The medium is not yet the message

Eric Hobsbawm remembers when history wasn't just entertainment
Eric Hobsbawm
Sat 1 Nov 2003 00.57 GMT

Writers are both born and made. William Cobbett was rightly convinced that any person who mastered his splendid English Grammar could become a writer of good English, but if he had not had the writing itch himself, he would never have become the Cobbett we know. Besides, one has to find out what one is good at. I have scribbled since the age of 14, but discovered as a young adult that poetry and fiction were not for me. History, which provides plenty of scope for writing, suited me. But when I began my career, shortly after the second world war, this was far from obvious.

That was a time when British academic historians would have been shocked to think of themselves as potential paperback writers - that is, writers for a broad public. Between the world wars few historians of standing did, other than GM Trevelyan.
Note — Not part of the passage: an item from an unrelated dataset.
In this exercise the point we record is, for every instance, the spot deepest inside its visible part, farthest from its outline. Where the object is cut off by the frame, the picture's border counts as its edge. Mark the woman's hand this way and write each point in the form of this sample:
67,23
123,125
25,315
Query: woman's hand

Many shied away from writing books of any kind, hoping to make their reputations with learned articles in specialist journals and savage reviews of other colleagues unwise enough to bare themselves between hard covers. For similar reasons they kept away from writing history for schools. That was left to schoolmasters, two of whom produced the classic send-up of secondary history: Sellar and Yeatman's 1066 and All That.

All this has changed. My own generation - those who shaped the new history in the 1950s and 1960s, and especially those passionate expositors and popular educators, Marxists and other radicals - wrote eagerly, both for academic specialists and the non-specialist public. Publishers soon noticed that the learning public grew spectacularly as higher secondary and university education expanded. I published my first general book, The Age of Revolution: Europe 1789-1848, in 1962 in just such a new historical series. It was to become the first volume of a series of four that covered the history of the world in the last two centuries.

That is the period of history-writing to which I belong. The readers in my mind are those who want to find out about history, whether or not they pass examinations; but they neither want nor need talking down to, only for serious thought to be made more accessible. I am not part of the era of history as entertainment or as a section of the tourist industry, of celebrity dons presenting TV series of colourful visuals held together by a thin thread of argument. For me the medium is not yet the message.

On the other hand, as a writer I get pleasure from putting down words that read well, and as a lecturer I know that communication is also a form of showbiz. We are wasting everyone's time if we cannot keep the attention of an audience or reader. I try to use three techniques: communicating passion, writing that makes readers want to read on, and the right dosage of light relief.

I try out my books first as student lecture courses, because lecturing is a good way of testing whether a historian holds his audience. It also gives the writer what he or she must otherwise construct in the mind: an actual body of people to whom we address and who must understand our message. Journalism (that is, good editing) has probably taught me most about the craft of writing, not least how to write non-technically for non-specialists and how much can be fitted into a prescribed length.

In some ways my autobiography, Interesting Times, was the hardest book to write. How could I interest readers in an unspectacular academic life? I tried to aim it at two kinds of readers: those too young to have lived through much of the most extraordinary century in history, but who want to know what it was like; and those old enough to have passed through some of its passions, disillusions and dreams. And perhaps also those who want to understand how history has shaped the life of at least one of those who has tried to write it.